Reverse logistics research also covers a wide range of thematic areas, including return processing, remanufacturing, product repair, and material recovery. In this study, reverse logistics, as a component of the closed-loop supply chain, focuses on how to maximize the efficiency benefits at the supply chain level, especially in the recycling of power batteries for new energy vehicles, aiming to solve the problem of how to reintroduce discarded power batteries into the production process as a kind of resource to achieve the sustainable use of resources. The research in this paper draws on existing literature and further analyzes and explores new paths for decision making in uncertain and dynamic environments within the framework of Markov decision-making process applications.

3. Markov Decision Process Model

3.1. Fundamentals of the Markov Decision Process

The Markov Decision Process (MDP) is a mathematical model that describes the process of making decisions in uncertain environments. MDP consists of a state set, an action set, a transfer probability, and a reward function. The set of states is all possible situations faced by the decision maker, the set of actions is all possible actions that the decision maker can take in each state, the transfer probability is the probability of transferring to the next state after each action is taken in each state, and the reward function is the instantaneous reward obtained after each action is taken in each state.

The solution methods of MDP mainly include two categories: dynamic programming and reinforcement learning.

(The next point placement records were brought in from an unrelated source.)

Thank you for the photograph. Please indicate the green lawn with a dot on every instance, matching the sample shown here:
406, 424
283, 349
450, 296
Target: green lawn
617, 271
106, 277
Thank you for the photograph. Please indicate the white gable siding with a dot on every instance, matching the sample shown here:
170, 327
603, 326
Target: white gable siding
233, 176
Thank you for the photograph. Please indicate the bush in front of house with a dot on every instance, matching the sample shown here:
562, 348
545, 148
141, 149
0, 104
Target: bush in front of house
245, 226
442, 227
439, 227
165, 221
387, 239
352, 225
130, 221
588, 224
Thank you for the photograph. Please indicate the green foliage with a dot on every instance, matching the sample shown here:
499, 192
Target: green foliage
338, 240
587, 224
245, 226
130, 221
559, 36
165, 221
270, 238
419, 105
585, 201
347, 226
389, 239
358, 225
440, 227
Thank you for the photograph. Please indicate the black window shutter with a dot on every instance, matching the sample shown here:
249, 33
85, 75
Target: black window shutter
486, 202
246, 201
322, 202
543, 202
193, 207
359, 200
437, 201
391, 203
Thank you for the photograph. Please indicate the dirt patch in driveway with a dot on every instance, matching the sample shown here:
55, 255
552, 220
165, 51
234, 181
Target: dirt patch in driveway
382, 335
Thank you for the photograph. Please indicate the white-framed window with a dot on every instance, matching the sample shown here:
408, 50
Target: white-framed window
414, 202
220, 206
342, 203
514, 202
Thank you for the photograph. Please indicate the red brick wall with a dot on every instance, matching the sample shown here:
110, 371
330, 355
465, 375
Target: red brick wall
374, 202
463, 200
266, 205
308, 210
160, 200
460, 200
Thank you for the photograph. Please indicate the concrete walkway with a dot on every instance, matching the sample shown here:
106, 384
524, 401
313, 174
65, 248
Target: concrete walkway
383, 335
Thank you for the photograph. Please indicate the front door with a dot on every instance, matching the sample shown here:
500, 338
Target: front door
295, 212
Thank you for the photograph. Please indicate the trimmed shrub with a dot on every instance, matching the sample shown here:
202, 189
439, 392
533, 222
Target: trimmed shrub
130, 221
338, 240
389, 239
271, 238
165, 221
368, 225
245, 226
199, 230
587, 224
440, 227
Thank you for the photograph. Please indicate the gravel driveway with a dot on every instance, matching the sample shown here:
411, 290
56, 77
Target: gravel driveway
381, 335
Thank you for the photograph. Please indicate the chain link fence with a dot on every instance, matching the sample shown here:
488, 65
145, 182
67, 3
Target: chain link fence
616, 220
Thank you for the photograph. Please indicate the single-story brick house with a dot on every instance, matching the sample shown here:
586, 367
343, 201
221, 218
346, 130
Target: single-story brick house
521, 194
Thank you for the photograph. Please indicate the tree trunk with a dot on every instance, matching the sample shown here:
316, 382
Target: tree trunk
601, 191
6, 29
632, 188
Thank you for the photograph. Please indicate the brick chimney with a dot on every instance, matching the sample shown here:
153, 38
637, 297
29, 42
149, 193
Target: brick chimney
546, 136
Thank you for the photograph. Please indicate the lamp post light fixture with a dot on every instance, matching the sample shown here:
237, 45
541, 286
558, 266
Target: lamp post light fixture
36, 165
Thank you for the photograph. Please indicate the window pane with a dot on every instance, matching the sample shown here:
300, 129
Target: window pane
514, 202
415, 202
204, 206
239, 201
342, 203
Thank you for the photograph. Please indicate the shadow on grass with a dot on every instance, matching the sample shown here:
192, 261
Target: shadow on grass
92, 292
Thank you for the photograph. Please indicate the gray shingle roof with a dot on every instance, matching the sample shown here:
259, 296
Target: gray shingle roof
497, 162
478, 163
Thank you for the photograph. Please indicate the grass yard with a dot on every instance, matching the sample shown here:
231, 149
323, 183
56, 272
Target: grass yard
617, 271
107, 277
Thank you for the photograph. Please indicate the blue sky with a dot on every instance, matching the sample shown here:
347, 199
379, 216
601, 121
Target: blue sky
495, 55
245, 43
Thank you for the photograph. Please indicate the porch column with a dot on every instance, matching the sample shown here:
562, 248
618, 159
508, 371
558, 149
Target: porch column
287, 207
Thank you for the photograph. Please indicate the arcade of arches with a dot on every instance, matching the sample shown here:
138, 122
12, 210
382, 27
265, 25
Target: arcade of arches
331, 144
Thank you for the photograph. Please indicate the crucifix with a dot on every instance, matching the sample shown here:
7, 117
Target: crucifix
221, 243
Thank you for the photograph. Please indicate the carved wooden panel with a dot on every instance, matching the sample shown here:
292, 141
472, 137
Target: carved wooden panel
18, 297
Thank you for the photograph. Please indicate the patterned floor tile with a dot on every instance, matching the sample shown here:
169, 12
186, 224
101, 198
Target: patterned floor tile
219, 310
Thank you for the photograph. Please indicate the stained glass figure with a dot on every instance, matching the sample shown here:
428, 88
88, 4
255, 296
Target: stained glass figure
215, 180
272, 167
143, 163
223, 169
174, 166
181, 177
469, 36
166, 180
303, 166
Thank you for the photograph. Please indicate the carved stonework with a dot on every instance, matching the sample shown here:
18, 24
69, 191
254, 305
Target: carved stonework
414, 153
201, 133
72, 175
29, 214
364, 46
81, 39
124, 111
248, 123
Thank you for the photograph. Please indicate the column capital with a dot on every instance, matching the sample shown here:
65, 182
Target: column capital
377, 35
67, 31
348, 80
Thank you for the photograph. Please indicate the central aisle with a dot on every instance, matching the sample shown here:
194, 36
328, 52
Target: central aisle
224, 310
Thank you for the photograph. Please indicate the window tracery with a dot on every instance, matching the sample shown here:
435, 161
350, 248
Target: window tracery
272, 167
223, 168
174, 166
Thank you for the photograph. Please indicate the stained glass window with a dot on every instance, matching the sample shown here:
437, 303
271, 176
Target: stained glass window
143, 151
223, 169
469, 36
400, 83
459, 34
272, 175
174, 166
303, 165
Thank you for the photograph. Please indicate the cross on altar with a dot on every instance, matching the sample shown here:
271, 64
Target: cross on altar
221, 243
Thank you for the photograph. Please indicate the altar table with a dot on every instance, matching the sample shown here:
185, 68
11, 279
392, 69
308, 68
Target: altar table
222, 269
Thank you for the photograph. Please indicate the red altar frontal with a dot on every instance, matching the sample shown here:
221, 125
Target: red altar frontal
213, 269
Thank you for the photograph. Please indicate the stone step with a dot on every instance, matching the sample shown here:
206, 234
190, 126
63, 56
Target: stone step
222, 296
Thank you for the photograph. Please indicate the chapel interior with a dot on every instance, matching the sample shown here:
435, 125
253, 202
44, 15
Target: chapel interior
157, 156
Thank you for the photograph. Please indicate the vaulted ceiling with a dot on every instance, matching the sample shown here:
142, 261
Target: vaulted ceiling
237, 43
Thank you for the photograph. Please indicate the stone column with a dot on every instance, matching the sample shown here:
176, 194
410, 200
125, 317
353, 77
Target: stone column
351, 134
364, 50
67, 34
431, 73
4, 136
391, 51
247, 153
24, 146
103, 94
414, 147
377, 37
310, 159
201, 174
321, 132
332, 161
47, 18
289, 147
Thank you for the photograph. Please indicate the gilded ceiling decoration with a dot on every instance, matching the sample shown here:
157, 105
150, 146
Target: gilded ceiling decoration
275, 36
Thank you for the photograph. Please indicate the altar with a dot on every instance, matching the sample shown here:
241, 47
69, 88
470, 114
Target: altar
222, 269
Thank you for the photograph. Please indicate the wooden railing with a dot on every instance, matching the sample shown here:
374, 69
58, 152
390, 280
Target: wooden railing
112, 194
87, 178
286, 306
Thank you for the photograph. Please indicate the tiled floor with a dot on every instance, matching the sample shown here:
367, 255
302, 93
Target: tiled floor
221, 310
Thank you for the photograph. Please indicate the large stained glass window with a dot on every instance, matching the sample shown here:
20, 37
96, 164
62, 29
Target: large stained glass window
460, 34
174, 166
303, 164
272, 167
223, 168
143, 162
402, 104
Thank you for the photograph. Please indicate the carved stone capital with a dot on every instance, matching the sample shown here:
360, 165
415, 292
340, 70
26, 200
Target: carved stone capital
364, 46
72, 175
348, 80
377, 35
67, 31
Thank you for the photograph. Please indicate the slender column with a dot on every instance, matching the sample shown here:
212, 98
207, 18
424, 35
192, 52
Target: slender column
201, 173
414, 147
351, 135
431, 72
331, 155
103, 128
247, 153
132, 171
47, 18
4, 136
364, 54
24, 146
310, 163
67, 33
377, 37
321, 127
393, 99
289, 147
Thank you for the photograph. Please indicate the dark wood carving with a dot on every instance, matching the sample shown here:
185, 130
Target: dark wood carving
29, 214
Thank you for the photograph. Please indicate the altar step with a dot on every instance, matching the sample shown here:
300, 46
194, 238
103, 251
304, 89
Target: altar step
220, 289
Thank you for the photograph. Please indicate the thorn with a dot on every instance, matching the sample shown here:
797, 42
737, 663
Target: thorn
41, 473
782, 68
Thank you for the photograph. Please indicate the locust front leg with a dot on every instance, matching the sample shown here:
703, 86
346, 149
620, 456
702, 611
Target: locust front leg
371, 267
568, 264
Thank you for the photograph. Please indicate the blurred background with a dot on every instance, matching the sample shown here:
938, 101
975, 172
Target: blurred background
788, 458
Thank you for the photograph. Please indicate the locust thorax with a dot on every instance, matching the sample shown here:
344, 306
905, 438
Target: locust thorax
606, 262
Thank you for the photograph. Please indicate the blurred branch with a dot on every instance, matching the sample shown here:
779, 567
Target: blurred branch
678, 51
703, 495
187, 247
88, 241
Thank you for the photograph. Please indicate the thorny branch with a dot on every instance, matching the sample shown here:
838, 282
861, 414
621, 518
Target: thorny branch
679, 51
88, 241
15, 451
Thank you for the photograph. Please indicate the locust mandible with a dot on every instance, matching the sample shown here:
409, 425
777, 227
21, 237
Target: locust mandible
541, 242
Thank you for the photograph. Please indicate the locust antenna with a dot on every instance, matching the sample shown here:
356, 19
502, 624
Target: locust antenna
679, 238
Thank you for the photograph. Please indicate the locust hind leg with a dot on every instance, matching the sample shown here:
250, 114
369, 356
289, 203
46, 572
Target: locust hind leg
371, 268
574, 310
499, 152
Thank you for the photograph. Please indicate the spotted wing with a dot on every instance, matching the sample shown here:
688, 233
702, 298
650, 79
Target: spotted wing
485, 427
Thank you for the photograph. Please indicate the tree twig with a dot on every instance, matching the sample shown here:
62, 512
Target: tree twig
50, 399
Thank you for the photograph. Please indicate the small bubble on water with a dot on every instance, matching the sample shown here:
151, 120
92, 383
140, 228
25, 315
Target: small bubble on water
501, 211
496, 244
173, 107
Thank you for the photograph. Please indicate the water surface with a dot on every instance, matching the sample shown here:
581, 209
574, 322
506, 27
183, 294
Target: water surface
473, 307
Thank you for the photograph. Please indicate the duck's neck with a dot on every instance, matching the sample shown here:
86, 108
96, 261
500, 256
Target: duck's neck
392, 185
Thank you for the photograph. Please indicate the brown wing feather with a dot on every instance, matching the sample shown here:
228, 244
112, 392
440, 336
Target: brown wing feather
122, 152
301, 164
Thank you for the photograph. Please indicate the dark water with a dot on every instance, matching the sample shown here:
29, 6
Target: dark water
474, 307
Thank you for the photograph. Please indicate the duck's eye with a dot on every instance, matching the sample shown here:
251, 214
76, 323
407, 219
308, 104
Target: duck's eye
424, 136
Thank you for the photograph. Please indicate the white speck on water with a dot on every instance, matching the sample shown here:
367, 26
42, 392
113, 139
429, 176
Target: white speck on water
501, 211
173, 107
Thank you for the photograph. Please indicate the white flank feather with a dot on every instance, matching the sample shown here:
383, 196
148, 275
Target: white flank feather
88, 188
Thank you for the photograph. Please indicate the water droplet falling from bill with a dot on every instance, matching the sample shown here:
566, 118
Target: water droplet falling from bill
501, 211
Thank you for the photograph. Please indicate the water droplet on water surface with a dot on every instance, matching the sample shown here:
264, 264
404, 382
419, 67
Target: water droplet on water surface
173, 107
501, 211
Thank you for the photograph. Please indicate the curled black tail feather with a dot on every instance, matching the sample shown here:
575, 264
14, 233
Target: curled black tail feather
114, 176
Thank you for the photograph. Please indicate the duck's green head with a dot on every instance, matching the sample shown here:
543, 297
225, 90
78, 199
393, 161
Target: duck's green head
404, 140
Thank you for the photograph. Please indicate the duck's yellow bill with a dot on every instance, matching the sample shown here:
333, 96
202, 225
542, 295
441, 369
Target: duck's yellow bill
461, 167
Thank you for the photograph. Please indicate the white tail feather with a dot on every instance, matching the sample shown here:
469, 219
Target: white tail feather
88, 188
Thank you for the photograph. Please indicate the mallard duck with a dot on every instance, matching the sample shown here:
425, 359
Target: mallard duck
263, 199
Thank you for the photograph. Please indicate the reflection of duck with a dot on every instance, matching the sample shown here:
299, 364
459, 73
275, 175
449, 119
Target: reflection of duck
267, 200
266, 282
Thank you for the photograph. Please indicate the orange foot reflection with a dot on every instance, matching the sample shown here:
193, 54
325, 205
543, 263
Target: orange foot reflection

Dynamic programming methods are based on the known information of the model and find the optimal policy through value iteration or policy iteration algorithms. The value iteration algorithm derives the optimal policy by continuously updating the long-term expected reward value of the state until the optimal value function is found; the policy iteration algorithm directly optimizes the policy and finds the optimal policy by iterating through the policy evaluation and improvement steps. Reinforcement learning methods, on the other hand, do not rely on complete information about the model but learn the optimal policy through interaction with the environment. Monte Carlo algorithms and temporal difference algorithms are the two main approaches to reinforcement learning, with the former learning based on complete rounds of data and the latter updating the policy through immediate feedback at each step.

In the context of the closed-loop supply chain of power batteries, the application of the MDP model has significant advantages. Wei Guoxin et al. (2019) [15], through research based on a Markov model, proposed a battery life prediction method, which provides a theoretical basis for the maintenance and replacement of power batteries. Yang Zhe (2018) [16], on the other hand, utilized a strategy based on the Markov algorithm to smooth the power allocation of hybrid vehicles and improve the energy utilization efficiency. These studies show that the MDP model can effectively deal with the uncertainty and dynamics in the closed-loop supply chain of power batteries and provides a powerful tool for decision making and coordination in the supply chain.

3.2. Modeling the Markov Decision Process of Power Battery Closed-Loop Supply Chain

In this paper, we consider a closed-loop supply chain for power batteries consisting of manufacturers, distributors, consumers, recyclers, and reusers. The manufacturer is responsible for producing new power batteries and selling them to the distributor, the distributor is responsible for providing new power batteries and recycling services to the consumer, the consumer is responsible for using the power batteries and delivering them to the distributor or recycler, the recycler is responsible for recovering used power batteries from the consumer or the distributor and selling them to the reuse vendor, and the reuse vendor is responsible for reusing the used power batteries and selling them to the manufacturer or the distributors. In this paper, it is assumed that all parties in the supply chain behave rationally and self-interestedly, i.e., each participant tries to maximize its own profit.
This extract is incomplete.